New Zealand's parliament has voted 77 to 44 to approve the Marriage Equality Bill on its third and final reading on Wednesday night.
MPs and those in the public gallery broke into applause after the results was announced after a two-hour debate. They then broke into song singing the New Zealand love song "Pokarekare Ana" in the indigenous Maori language as those opposed to the bill quietly left the public gallery.
Labour MP Louisa Wall (left) and National MP Tau Henare
were presented with flowers in Parliament.
The bill was sponsored by opposition Labour MP Louisa Wall. MPs were allowed a conscience vote on the bill and did not have to vote along party lines.
Wall, who is gay, said it was important to learn from history, and cited examples of marriage being used as a tool of oppression – the banning of marriage between German nationals and Jews in 1935, and the banning of interracial marriage in South Africa before 1985.
"Excluding a group in society from marriage is oppressive and unacceptable. Today we're embarrassed and appalled by these examples. And in every instance it was action by the state. This is not about church teachings or philosophy. It never has been.
"It's about the State excluding people from the institution of marriage because of their sex, sexual orientation or gender identity. And that's no different from the actions taken in these historical examples."
The bill will take effect in mid August and comes 27 years after New Zealand decriminalised homosexuality, notes the New Zealand Herald.
MPs and those in the public gallery breaking into song singing
the New Zealand love song "Pokarekare Ana"
National MP Maurice Williamson delivers a witty and uplifting pro-gay
marriage speech: “All we are doing with this bill is allowing two people
who love each other to have that love recognized by way of marriage.
That is all we are doing. We are not declaring nuclear war on a foreign state.

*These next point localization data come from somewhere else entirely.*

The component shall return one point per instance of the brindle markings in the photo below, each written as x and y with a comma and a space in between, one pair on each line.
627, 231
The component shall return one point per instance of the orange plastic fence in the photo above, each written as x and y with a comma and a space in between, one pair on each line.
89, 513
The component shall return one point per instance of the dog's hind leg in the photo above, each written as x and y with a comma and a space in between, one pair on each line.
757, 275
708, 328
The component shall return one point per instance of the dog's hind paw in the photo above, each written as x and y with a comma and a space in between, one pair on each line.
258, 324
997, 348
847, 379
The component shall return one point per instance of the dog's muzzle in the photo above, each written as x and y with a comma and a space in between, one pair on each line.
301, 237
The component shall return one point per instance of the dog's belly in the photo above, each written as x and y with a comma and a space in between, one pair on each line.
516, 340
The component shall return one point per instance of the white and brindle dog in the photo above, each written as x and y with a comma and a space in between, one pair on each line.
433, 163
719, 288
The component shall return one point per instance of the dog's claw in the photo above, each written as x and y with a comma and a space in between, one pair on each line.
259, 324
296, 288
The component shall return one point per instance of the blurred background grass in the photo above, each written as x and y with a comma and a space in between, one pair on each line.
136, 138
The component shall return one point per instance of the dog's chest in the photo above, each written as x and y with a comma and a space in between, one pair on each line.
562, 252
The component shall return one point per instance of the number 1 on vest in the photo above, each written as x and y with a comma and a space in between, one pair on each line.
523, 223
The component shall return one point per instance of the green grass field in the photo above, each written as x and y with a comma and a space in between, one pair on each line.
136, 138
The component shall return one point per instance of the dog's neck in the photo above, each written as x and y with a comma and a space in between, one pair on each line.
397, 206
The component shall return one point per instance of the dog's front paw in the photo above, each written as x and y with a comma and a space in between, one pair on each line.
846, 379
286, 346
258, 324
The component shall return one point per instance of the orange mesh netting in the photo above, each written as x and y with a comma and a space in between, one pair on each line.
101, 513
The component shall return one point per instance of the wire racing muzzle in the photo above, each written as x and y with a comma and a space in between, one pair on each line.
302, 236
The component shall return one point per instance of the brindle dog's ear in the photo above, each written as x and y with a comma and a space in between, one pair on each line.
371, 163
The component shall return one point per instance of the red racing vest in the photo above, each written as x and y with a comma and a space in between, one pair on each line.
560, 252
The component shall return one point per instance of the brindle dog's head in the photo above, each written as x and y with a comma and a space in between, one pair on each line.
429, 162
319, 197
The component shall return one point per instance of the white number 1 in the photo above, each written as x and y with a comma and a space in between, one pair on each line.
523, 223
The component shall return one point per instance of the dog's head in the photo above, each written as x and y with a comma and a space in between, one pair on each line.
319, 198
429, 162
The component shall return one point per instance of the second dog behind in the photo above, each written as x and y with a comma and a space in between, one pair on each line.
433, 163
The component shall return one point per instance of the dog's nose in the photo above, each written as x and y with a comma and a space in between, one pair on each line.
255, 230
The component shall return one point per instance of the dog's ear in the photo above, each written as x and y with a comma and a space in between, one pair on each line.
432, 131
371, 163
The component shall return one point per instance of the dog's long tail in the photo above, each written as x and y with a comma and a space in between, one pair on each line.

We are not bringing a virus in that could wipe out our agriculture
sector forever. We are allowing two people who love each other
to have that recognized..."
ACT leader John Banks, who as a former National MP was a leading opponent
of decriminalising homosexuality in the 1980s, admitted his views
had changed since he described the 1986 Homosexual Law Reform bill as
evil and sickening. After "three decades, and ten Parliaments, I have had
time to reflect", he told Parliament. "To reflect on what I said, and what I did.
"If I knew then, what I have learned since, I would have acted differently."